E teve mais. Afirmou que sabia que enfrentariam resistência, sabotagem e terrorismo. Citou como exemplo médicos que passaram no concurso público e que recebem ligações dizendo que se assumirem terão retaliações na profissão.

— Isso eu classifico como tremendo terrorismo e de sabotagem.

Fofoca

Ele atacou a imprensa também ao ser questionado sobre a viagem para Brasília, em 22 de junho, sem informar a agenda, para tratar do Caso Magnabosco. Garantiu que sua prática é de transparência e classificou de jornalismo de fofoca. Depois, disse que a imprensa não só pode, como deve fiscalizar e divulgar a administração pública.

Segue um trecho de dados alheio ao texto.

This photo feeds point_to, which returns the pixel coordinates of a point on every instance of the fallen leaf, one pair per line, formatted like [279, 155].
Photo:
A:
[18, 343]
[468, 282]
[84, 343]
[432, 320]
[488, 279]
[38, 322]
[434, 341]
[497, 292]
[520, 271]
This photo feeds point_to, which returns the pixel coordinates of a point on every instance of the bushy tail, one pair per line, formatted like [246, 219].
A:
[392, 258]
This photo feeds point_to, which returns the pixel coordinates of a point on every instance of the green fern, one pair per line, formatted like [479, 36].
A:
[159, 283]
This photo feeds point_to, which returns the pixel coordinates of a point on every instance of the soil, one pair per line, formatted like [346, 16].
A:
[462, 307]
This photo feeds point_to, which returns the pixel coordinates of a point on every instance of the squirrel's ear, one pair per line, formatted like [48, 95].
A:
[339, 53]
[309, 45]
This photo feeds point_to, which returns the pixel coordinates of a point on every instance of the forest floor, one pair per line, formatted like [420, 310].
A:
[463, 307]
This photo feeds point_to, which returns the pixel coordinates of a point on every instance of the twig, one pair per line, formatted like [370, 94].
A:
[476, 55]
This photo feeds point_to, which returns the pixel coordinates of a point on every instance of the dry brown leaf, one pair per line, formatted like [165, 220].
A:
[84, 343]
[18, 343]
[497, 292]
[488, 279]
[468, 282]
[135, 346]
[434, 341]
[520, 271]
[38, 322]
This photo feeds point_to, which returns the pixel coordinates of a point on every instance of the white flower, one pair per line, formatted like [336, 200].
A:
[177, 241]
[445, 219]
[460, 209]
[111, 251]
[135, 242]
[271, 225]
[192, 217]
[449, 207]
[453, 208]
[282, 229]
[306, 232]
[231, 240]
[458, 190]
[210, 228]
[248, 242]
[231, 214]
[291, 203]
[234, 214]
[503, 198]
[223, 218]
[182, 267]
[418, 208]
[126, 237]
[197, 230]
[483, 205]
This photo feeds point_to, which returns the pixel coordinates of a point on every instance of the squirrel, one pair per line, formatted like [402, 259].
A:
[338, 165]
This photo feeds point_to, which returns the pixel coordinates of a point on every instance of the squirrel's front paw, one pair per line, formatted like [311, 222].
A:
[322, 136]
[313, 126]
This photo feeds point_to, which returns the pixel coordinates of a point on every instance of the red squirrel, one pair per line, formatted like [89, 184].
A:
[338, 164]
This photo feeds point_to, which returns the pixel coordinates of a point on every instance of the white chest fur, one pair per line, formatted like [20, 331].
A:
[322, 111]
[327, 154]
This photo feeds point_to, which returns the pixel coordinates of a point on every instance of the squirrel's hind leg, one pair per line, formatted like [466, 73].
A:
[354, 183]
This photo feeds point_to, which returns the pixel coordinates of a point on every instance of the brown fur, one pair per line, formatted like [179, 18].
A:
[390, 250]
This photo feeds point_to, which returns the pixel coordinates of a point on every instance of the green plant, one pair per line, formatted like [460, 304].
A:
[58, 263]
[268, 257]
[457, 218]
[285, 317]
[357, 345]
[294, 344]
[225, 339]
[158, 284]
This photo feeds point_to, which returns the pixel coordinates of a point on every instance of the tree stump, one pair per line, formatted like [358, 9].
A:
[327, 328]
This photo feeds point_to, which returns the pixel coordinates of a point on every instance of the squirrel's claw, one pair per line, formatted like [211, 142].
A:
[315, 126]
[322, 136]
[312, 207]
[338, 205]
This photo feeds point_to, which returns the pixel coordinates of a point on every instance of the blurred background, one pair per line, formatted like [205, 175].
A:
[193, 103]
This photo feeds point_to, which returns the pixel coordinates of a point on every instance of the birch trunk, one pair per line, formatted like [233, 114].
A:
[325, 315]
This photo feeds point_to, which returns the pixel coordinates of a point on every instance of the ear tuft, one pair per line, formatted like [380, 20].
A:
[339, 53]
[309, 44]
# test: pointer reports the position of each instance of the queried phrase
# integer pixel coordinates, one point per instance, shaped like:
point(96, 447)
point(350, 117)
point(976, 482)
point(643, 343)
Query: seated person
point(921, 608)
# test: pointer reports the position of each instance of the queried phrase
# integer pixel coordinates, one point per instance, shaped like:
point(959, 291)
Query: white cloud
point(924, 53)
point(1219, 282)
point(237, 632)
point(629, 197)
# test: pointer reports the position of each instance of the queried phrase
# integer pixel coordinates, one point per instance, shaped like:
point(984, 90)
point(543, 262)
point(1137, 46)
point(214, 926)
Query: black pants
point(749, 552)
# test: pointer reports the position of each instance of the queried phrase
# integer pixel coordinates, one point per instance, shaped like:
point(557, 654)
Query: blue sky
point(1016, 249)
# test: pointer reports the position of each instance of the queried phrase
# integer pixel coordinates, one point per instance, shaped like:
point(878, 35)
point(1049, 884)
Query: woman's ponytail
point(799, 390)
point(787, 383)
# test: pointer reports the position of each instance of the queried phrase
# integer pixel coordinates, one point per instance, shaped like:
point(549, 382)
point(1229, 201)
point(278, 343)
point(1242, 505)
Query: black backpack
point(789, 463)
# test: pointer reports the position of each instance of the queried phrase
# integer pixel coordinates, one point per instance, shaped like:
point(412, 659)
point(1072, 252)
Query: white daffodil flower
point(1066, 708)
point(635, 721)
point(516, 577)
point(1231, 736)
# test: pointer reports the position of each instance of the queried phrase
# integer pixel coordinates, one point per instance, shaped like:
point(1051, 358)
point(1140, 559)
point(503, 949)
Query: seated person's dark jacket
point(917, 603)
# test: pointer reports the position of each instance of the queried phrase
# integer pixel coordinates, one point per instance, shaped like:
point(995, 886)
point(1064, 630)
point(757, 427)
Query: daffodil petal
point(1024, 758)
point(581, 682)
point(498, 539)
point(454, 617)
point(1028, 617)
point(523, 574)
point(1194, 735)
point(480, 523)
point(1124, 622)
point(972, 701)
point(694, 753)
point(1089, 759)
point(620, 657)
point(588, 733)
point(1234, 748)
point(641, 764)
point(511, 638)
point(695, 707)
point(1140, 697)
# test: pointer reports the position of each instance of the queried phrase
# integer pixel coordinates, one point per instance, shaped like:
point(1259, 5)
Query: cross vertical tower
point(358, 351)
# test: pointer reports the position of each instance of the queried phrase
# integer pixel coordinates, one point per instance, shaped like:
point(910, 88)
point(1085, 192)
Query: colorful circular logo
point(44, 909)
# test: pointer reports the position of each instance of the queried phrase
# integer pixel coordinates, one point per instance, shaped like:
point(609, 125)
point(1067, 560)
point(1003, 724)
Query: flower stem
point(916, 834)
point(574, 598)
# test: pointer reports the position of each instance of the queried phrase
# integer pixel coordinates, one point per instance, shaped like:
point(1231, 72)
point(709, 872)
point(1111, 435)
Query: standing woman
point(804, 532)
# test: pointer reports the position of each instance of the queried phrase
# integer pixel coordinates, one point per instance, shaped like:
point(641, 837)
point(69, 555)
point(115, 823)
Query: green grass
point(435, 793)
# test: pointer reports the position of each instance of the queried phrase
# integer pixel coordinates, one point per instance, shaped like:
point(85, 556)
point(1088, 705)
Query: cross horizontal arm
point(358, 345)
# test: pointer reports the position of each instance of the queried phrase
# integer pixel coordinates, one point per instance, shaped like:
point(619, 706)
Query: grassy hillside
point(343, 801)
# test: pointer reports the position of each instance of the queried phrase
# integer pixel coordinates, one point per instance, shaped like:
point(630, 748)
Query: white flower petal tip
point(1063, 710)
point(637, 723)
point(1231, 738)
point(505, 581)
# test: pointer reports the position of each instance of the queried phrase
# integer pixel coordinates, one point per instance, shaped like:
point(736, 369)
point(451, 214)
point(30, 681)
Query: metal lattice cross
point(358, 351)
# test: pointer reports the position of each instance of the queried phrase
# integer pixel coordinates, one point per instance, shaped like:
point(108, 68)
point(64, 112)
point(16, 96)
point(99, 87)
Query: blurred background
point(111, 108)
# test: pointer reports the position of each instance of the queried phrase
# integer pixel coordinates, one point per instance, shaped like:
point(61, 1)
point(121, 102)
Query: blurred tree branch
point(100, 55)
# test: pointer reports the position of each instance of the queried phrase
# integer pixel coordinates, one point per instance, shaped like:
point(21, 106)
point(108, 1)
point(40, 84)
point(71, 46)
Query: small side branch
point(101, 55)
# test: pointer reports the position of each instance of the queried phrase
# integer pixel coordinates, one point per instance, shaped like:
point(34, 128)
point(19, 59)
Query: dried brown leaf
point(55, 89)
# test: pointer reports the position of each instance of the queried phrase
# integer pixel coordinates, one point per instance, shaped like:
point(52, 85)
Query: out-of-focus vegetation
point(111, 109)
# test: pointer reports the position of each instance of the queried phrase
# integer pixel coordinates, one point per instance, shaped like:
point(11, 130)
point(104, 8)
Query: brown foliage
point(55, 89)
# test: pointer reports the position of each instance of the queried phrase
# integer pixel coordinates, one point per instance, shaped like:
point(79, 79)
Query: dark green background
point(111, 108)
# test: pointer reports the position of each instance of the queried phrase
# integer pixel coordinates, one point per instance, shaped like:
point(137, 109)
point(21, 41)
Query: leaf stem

— Nossa prática é de total transparência e muito me estranha o frisson que ocasionou quando fui a trabalho naquele dia a Brasília, uma quinta, em caráter de urgência, sendo que fiquei na quarta-feira praticamente todo o dia fora da prefeitura... Nenhum das senhoras e senhores da imprensa levantaram aonde eu andava — afirmou, citando visita a subprefeituras, UBSs e inauguração do desassoreamento na ponte do Semapa.

— Não sou e nem gosto de revistas de fofoca e nem jornalismo de fofoca. Eu devo explicações à população.

Após o bombardeio, amenizou ao dizer que não entende que a imprensa esteja aliada à oposição e que seu papel deve ser respeitado.